The City Administrator, or his or her designee, ("hearing officer") shall give not less than forty-eight hours notice, served in the same manner as summons in a civil action in accordance with Article 3 (commencing with Section 415.10) of Chapter
4 of Title 5 of Part 2 of the
Code of Civil Procedure (If the owner of record, after diligent search cannot be found, the notice may be served by posting a copy thereof in a conspicuous place upon the property for a period of ten days and publication thereof in a newspaper of general circulation published in the county in which the property is located pursuant to Section 6062) to the responsible party or parties who are responsible for the maintenance or a parcel of property containing graffiti ("property"), and, if a different person is the owner of record of the parcel of land on which the nuisance is maintained, based on the last equalized assessment roll or the supplemental roll, whichever is more current, then to said owner ("owner") also, of a "due process" hearing at which said responsible party and owner shall be entitled to present evidence and argue that his or her property does not contain graffiti. The determination of the hearing officer after the "due process" hearing shall be final and not appealable.

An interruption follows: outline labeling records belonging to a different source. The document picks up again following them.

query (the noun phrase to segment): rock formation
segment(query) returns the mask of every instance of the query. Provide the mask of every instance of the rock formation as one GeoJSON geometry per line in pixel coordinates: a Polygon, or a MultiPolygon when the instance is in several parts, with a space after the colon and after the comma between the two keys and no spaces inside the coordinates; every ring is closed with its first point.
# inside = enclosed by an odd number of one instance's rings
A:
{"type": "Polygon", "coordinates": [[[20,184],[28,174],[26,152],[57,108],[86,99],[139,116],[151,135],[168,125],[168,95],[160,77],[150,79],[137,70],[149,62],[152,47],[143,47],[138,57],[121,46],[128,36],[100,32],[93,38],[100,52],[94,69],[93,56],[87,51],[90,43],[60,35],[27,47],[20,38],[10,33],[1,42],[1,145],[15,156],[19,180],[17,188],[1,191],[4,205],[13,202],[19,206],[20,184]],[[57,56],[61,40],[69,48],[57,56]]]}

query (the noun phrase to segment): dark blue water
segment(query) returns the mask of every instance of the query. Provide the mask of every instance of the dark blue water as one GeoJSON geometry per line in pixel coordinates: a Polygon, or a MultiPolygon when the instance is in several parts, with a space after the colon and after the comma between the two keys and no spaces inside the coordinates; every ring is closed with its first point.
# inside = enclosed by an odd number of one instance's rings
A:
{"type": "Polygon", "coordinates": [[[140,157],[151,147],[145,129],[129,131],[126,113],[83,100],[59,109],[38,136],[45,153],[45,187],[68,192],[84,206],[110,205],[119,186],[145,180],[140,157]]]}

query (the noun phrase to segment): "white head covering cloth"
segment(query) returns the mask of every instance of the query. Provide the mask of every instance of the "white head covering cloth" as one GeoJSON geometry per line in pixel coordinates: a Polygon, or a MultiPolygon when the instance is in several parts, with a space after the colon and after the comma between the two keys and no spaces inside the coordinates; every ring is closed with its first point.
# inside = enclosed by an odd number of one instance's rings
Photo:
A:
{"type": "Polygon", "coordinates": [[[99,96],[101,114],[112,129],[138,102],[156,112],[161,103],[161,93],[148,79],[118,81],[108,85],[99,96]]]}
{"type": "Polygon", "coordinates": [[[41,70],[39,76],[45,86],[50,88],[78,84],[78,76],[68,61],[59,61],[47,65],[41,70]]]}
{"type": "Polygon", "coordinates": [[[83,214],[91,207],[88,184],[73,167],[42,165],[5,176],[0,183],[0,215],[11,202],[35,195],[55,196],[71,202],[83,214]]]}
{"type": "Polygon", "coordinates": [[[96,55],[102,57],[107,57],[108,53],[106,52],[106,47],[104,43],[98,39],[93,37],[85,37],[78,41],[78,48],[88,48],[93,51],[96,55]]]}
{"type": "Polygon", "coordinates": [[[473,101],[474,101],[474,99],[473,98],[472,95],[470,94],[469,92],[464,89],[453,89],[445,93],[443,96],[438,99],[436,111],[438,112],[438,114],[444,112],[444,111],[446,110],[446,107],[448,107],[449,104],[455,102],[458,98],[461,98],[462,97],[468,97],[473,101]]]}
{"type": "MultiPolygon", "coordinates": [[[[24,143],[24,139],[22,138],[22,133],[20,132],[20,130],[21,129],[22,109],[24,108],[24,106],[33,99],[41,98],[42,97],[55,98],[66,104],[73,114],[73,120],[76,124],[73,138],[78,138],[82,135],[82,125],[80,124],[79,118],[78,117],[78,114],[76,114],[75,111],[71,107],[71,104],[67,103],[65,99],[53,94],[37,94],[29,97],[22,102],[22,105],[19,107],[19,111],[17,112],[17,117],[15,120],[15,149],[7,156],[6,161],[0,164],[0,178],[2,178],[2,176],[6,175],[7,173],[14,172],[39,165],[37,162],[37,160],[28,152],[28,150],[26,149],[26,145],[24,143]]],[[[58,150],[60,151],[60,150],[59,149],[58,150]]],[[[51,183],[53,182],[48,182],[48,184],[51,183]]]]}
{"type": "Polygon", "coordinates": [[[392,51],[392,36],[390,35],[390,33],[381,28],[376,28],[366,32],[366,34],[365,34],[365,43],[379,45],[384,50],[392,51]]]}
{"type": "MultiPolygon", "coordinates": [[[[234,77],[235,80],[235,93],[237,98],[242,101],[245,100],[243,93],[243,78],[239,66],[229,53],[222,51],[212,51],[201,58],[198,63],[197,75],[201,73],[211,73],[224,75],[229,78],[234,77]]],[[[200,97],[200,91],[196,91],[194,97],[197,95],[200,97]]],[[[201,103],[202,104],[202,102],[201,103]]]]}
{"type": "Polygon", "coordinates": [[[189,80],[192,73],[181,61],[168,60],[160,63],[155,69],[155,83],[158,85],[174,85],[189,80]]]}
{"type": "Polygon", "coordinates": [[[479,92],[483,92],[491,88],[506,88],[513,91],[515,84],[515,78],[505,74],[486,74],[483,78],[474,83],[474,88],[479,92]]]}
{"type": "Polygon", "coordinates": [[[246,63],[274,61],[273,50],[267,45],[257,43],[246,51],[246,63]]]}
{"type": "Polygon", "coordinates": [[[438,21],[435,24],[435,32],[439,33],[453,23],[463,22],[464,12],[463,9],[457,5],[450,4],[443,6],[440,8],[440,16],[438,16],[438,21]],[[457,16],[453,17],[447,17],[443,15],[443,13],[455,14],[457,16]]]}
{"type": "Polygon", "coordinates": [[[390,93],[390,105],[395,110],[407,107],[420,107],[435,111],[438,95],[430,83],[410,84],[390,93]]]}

If, after the due process hearing, regardless of the attendance of the responsible party, owner, or their respective agents, the hearing officer determines that the property contains graffiti viewable from a public or quasi-public place, the hearing officer shall give written notice ("eradication order") that, unless the graffiti is removed within five days thereafter, the City shall enter upon the property, cause the removal, painting over (in such color as shall meet with the approval of the hearing officer) or such other eradication thereof ("eradication effort") as the hearing officer determines appropriate, and shall provide the responsible party and owner thereafter with an accounting of the costs of such eradication effort on a "full cost recovery basis."
b.
Eradication effort. Not sooner than the time specified in the
order of the hearing officer, the City Administrator, or his designee,
shall implement the eradication order, and shall provide an accounting
to the responsible party, and as appropriate, the owner, of the costs
thereof ("eradication accounting").
c.
Cost hearing. If the responsible party or owner fails to request
a hearing before the hearing officer on the eradication accounting
("cost of hearing"), or if requested, and a cost hearing is conducted
after extending due process to the responsible party and, as appropriate,
the owner, after such a cost hearing, the hearing officer determines
that all or a portion of the costs are appropriately chargeable to
the eradication effort, the total amount set forth in the eradication
accounting, or such amount thereof determined as appropriate by the
hearing officer, ("assessed eradication charges") shall be due and
payable by the responsible party within thirty days. Any amount of
assessed eradication charges assessed by the hearing officer which
are less than the total amount set forth in the eradication accounting
shall be explained by written letter from the hearing officer to the
City Council members.
d.
Lien. As to such property where the responsible party is the
owner, if all or any portion of the assessed eradication charges remain
unpaid after thirty days, pursuant to the authority created by law,
including
Government Codes Section 38773, et seq., shall constitute
and is hereby declared to constitute a lien on the property which
was the subject matter of the eradication effort. The director of
public works shall present a resolution of lien to the City Council,
and upon passage and adoption thereof, shall cause a certified copy
thereof to be recorded with the Stanislaus County Recorder's Office.